The dollar rose, except against the yen, rebounding after suffering its worst week since November when it was hit by lack of clarity over the policies of US President-elect Donald Trump, whose inauguration is on Friday.

“(The movement) shows that people are looking ahead this week with Trump’s inauguration and discussions on Brexit. There is a lot of uncertainty moving forward,” said Brian Lan, managing director at Singapore-based gold dealer Gold Silver Central.

Yields on low-risk German government bonds fell but those on Italian equivalents edged up after rating agency DBRS cut Italy’s credit rating after markets closed on Friday in a move that could raise borrowing costs for the country's banks.

But the eye-catching mover was sterling, a day before a speech by British Prime Minister Theresa May in which media reports say she will set the scene for an exit from the EU that will see Britain lose access to the bloc’s single market.

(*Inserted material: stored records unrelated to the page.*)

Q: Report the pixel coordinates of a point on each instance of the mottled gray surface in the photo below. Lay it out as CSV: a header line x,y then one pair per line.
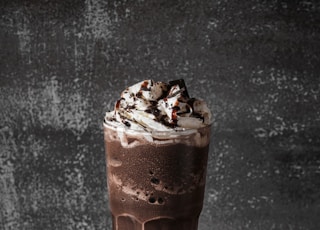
x,y
256,62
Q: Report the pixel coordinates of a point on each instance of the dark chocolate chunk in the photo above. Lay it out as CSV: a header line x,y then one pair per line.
x,y
181,84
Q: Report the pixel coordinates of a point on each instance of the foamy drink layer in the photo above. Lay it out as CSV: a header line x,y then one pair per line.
x,y
159,106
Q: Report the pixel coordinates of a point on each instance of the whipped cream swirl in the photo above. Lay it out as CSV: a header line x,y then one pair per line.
x,y
159,106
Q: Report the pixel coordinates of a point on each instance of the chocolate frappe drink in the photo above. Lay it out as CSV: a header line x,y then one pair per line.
x,y
157,141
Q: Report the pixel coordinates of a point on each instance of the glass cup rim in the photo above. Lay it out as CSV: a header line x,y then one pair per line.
x,y
174,132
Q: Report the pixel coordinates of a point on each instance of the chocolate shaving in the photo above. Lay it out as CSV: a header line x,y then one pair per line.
x,y
181,84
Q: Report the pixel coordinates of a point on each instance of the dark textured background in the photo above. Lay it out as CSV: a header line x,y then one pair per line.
x,y
256,62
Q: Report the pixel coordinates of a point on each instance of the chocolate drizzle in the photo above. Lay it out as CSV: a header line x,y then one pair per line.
x,y
166,102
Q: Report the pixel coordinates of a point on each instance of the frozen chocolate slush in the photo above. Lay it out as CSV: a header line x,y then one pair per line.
x,y
157,141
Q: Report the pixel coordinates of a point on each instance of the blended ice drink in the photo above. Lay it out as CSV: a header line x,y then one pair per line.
x,y
157,140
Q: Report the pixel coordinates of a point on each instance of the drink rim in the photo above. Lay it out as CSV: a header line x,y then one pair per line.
x,y
117,126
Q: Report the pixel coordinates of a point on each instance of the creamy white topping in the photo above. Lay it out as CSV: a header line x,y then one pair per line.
x,y
159,106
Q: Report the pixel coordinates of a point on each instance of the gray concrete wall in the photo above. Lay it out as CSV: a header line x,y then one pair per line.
x,y
256,62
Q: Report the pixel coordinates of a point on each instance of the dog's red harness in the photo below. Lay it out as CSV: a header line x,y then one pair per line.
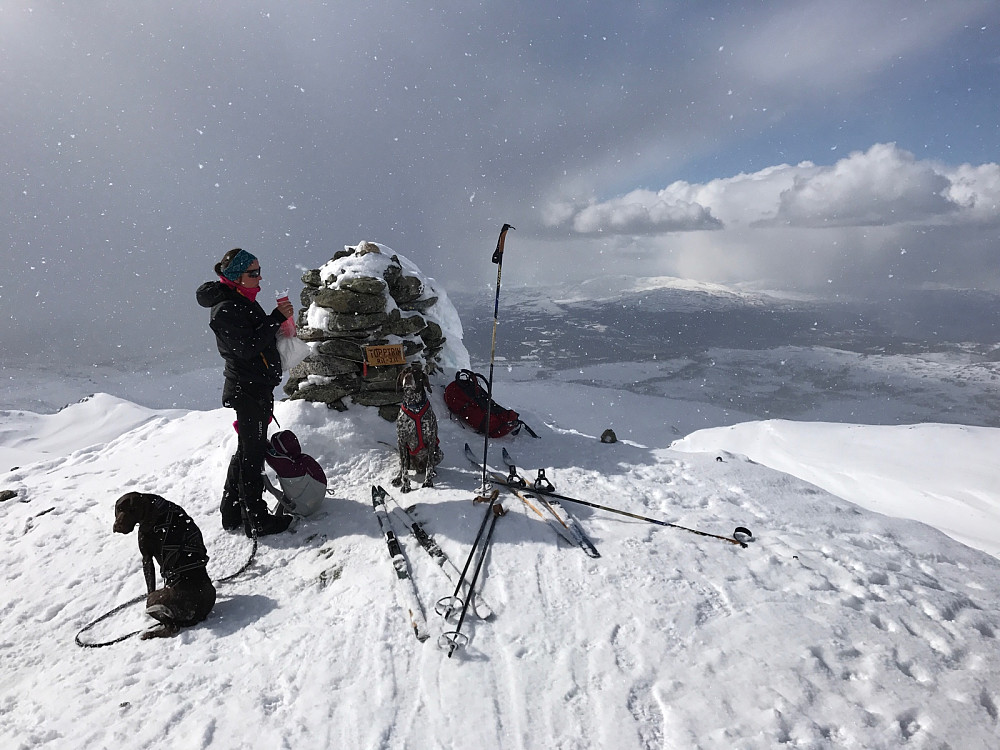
x,y
417,416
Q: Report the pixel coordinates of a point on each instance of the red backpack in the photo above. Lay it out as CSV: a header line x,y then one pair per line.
x,y
468,400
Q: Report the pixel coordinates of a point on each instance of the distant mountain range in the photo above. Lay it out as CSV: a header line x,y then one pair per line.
x,y
927,356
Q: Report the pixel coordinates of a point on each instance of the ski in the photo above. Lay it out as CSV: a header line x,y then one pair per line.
x,y
556,508
417,621
480,608
524,496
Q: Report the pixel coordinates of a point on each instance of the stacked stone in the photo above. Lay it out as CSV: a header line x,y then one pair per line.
x,y
356,312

The pound fell as low as $1.1983 in thin early Asian trade, which, barring an unexplained “flash crash” in October, was its weakest against the dollar in 32 years.

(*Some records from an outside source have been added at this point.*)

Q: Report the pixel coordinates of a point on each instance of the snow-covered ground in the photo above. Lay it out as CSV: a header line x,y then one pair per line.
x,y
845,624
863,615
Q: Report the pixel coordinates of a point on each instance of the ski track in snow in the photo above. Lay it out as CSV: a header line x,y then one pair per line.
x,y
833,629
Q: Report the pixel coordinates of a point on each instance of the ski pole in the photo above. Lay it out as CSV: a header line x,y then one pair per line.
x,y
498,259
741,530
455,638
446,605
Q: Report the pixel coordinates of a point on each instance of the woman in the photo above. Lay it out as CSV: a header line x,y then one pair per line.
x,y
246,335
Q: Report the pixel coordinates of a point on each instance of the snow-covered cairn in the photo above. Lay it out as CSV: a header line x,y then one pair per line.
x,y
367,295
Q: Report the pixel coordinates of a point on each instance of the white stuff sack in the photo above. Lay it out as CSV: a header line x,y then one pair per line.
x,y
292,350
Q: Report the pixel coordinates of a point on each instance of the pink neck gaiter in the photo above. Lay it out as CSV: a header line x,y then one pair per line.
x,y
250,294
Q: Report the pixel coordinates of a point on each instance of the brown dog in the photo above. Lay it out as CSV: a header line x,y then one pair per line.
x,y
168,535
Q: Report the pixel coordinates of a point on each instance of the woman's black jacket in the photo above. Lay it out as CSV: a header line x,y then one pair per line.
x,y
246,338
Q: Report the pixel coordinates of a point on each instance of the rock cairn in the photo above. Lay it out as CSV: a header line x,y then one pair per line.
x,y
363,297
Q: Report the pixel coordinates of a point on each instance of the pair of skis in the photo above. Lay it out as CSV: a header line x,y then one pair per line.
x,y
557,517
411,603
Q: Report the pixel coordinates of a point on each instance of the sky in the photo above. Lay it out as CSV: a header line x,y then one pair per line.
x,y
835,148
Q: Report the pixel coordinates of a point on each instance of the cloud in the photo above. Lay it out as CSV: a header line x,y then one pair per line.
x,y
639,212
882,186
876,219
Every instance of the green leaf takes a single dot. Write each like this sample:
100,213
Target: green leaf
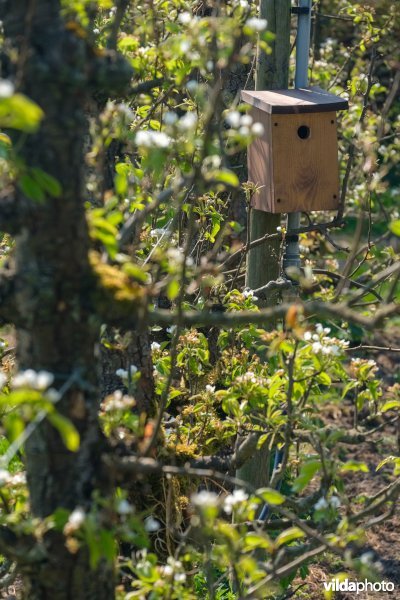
66,429
135,272
394,227
47,182
307,472
173,289
19,112
271,496
289,535
324,379
390,405
21,396
355,465
253,541
30,188
225,176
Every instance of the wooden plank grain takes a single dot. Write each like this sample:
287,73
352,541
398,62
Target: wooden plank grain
305,171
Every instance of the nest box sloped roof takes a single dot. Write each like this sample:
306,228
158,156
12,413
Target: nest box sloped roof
301,100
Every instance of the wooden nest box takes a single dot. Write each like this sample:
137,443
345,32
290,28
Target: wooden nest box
295,161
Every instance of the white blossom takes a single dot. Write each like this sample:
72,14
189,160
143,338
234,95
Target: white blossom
152,139
170,118
316,347
192,85
205,499
188,121
126,111
126,373
3,380
233,119
256,24
76,519
6,88
249,294
246,120
53,395
124,508
185,46
322,504
185,18
367,558
334,501
18,478
39,380
232,500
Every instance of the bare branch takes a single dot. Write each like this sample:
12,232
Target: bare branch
8,308
22,548
235,319
12,213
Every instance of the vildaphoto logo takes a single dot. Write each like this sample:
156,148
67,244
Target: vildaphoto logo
345,585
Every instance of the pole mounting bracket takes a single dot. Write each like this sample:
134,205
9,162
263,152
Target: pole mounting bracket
300,10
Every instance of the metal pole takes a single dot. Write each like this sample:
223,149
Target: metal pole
292,254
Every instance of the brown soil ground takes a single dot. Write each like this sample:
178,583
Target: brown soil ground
384,539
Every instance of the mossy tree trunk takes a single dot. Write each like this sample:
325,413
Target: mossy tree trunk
56,327
263,263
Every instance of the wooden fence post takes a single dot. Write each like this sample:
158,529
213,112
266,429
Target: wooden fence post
263,261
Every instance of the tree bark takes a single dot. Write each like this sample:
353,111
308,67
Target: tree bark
58,70
263,263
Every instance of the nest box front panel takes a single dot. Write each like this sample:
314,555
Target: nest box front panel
305,170
295,162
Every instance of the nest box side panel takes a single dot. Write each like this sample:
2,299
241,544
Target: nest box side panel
305,162
259,162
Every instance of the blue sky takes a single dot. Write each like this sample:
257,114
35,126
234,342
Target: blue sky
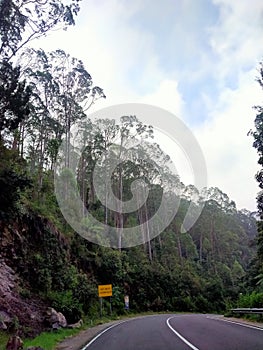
195,58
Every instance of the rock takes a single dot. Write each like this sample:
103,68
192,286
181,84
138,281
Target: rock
5,320
55,319
76,325
14,343
3,326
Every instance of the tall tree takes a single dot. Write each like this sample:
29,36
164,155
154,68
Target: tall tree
21,21
258,144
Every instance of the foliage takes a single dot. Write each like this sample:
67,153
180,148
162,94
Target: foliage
24,20
49,340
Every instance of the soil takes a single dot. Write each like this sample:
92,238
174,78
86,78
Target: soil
79,341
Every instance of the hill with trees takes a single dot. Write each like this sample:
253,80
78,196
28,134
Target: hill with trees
43,261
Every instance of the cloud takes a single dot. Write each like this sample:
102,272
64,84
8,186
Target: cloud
195,59
231,159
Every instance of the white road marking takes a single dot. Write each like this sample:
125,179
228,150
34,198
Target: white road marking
234,322
98,335
179,335
107,329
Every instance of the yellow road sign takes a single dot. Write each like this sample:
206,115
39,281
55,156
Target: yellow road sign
105,290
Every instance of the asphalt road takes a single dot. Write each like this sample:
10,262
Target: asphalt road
178,332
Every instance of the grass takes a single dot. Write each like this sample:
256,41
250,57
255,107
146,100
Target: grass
3,340
48,340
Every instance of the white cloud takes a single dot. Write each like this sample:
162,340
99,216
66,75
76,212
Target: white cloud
231,159
125,59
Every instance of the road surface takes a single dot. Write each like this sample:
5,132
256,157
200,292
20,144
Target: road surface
178,332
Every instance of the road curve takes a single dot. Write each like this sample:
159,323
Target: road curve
180,332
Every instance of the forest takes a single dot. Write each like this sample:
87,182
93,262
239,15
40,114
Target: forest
216,265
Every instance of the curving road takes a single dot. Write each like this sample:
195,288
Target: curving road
178,332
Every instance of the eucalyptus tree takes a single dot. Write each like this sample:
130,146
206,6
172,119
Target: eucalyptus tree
258,144
62,91
22,21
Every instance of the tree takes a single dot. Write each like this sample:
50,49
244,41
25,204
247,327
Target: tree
14,98
21,21
258,144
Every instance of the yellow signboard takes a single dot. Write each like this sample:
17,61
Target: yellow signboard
105,290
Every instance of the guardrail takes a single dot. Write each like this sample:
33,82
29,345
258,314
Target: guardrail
254,310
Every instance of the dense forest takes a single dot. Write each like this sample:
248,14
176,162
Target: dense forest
217,264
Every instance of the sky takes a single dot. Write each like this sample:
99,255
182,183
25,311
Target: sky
198,59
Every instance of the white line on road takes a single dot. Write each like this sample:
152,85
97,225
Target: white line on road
107,329
97,336
179,335
237,323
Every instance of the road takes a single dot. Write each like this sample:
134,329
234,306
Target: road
178,332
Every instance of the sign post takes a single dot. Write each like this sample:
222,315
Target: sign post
104,290
126,302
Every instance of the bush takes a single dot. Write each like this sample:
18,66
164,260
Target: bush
65,302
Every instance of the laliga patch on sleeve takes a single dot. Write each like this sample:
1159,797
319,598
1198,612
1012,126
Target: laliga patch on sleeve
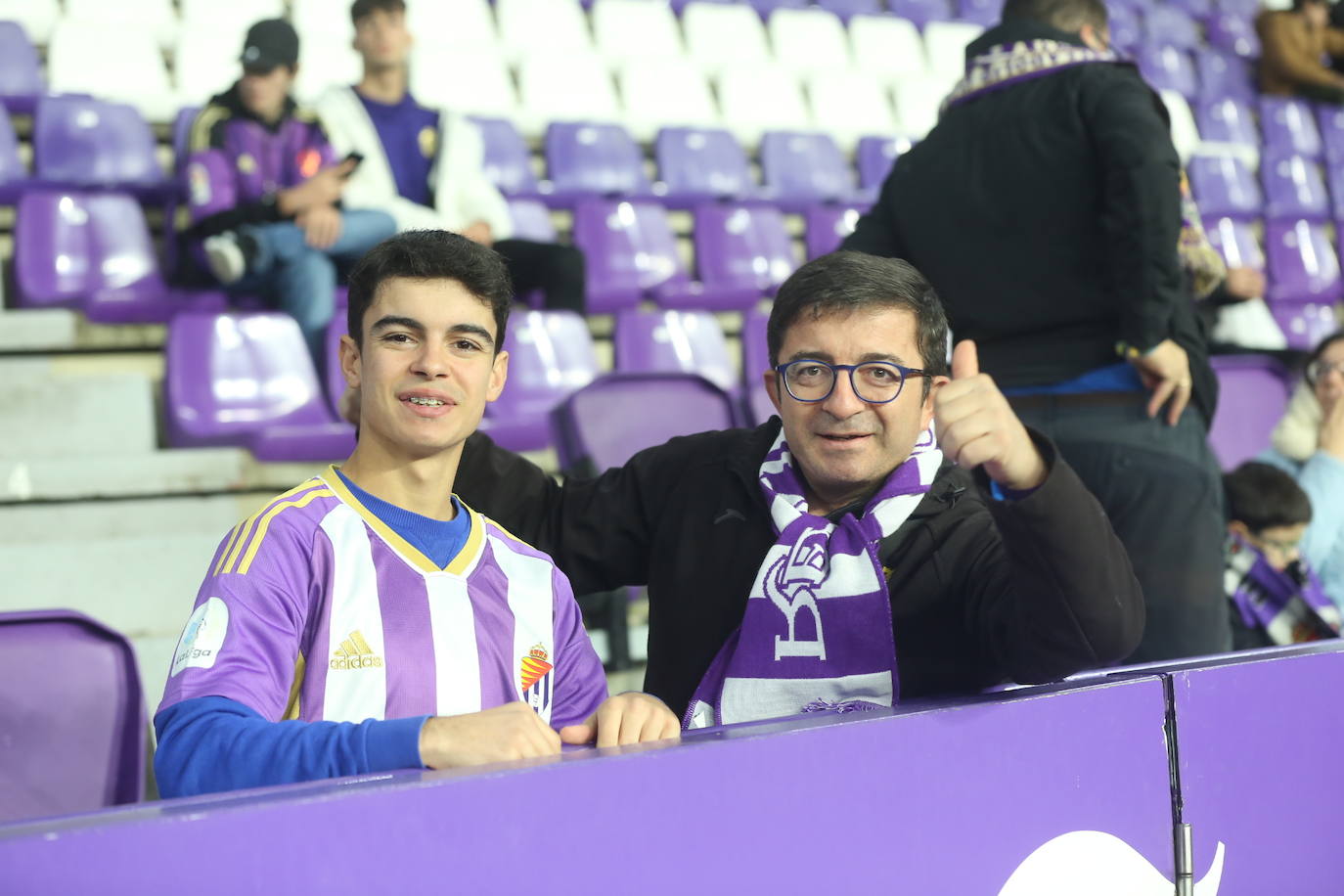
202,639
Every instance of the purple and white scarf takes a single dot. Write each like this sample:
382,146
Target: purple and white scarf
1289,606
816,633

Investors will scrutinise May’s speech for clues to whether she plans to prioritise immigration controls in a “hard Brexit" that some analysts say could hurt the economy.

The fall in sterling, which makes UK exports cheaper, has contributed to an unprecedented 14-day rally in the blue-chip FTSE 100 stock index.

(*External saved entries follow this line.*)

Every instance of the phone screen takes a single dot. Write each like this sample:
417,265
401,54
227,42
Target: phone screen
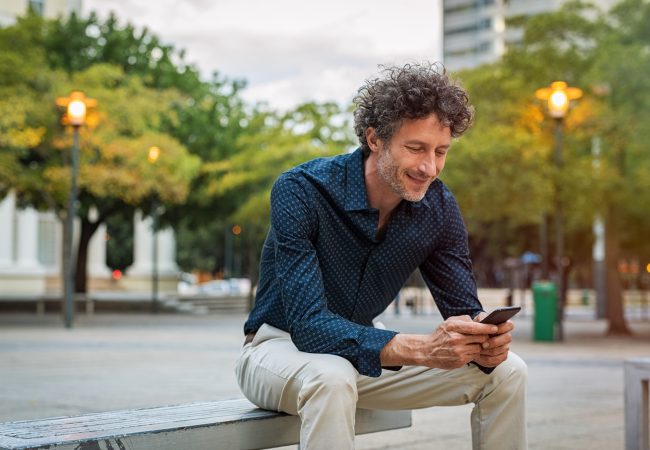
500,315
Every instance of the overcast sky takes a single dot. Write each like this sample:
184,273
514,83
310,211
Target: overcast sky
290,51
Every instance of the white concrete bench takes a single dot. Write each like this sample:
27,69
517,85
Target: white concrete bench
228,424
637,418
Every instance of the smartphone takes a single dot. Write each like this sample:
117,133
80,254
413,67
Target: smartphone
500,315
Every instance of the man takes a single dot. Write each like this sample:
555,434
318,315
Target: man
346,232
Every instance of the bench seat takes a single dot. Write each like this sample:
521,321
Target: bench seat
227,424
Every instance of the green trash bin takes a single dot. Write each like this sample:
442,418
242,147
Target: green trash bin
545,303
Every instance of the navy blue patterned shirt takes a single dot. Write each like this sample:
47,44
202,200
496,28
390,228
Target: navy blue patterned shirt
325,274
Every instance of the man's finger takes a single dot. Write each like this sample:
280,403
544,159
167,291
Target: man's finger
470,327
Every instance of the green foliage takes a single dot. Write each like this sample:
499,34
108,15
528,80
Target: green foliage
503,171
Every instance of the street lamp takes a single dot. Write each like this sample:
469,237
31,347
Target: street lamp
152,157
76,105
558,97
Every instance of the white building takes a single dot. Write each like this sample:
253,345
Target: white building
475,32
31,241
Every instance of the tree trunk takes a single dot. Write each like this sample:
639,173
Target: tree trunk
615,309
81,277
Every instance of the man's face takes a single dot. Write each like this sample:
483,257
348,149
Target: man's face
414,157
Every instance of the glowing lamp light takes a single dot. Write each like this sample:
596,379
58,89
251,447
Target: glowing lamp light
76,112
76,106
558,96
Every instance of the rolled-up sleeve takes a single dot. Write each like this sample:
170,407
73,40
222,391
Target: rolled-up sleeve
448,269
313,327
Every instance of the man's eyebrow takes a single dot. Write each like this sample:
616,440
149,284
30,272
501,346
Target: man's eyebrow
416,142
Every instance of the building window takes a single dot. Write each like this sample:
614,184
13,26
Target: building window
476,50
37,6
47,240
482,24
476,4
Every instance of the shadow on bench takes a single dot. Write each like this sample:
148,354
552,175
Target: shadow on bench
228,424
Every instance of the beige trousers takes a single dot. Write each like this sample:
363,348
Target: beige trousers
325,390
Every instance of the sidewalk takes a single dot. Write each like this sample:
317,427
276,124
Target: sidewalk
111,361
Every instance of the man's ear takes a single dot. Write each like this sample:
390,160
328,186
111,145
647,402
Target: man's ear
373,140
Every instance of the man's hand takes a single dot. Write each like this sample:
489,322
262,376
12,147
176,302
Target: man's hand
495,350
457,341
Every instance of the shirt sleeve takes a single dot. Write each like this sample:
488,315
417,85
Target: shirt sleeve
313,327
448,269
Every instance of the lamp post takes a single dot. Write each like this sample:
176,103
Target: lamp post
558,96
152,157
76,105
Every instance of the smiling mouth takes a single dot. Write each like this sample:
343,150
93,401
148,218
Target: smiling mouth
418,180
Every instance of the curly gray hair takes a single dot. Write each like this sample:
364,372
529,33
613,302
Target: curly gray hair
413,91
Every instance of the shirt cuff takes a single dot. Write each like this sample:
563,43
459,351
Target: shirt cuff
372,342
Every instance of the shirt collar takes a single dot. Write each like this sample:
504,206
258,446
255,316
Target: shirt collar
356,197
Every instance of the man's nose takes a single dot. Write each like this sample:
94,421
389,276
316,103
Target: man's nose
428,166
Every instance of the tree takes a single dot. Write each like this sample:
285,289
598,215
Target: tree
508,149
274,143
114,173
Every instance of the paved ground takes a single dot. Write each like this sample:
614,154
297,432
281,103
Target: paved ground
111,361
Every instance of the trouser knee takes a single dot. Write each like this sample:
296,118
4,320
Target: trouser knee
335,385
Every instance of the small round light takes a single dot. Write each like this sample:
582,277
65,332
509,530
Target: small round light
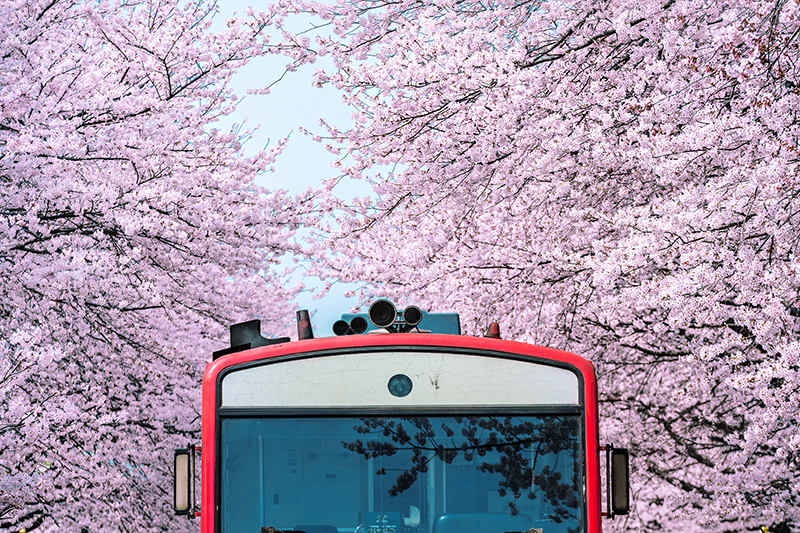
340,327
412,315
382,313
400,385
359,324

However, the index was fractionally lower on Monday, though still outperforming falling European markets. The main STOXX 600 index fell 0.6 per cent, led by autos and banks.

MSCI’s broadest index of Asia-Pacific shares outside Japan eased 0.6 per cent, Japan’s Nikkei lost 1 per cent as the strong yen hit exporters and Shanghai shed 0.3 per cent.

Sterling last traded at $1.2025, down 1.2 per cent on the day. The euro was up 0.8 per cent at 88.12 pence, while the yen was up 1.8 per cent at 137.05 to the pound.

“Broadly, the market has not had sterling and Brexit and Theresa May in its mind for the last two months - it’s been driven by Trump and Treasuries, and more the US drivers. And now for two weeks in a row we’ve had news on May ... really bring that to the forefront again,” said Citi’s head of European G10 currency strategy in London, Richard Cochinos.

The dollar index, which measures the U.S. currency against six of its peers, rose 0.4 per cent. The euro fell 0.5 per cent to $1.0595 while the yen, seen as a safe investment in troubled times, rose 0.4 per cent to 114.02 per dollar.

US markets are closed on Monday for a holiday.

German 10-year bond yields fell 2 basis points to 0.32 per cent. Italian 10-year yields rose marginally to 1.90 per cent.

Italy downgraded

Italy’s downgrade will mean Italian banks will have to pay more to borrow money from the European Central Bank when they use the country’s sovereign bonds as collateral. It may also make Italian debt less attractive for foreign buyers.

Gold, a perennial safe-haven investment, rose 0.4 per cent to $1,201 an ounce.

Oil held steady, though doubts that large oil producers will cut output as agreed by the Organization of the Oil Producing Countries and others, put prices under pressure

Brent, the international benchmark, last traded at $55.56 abarrel, flat on the day.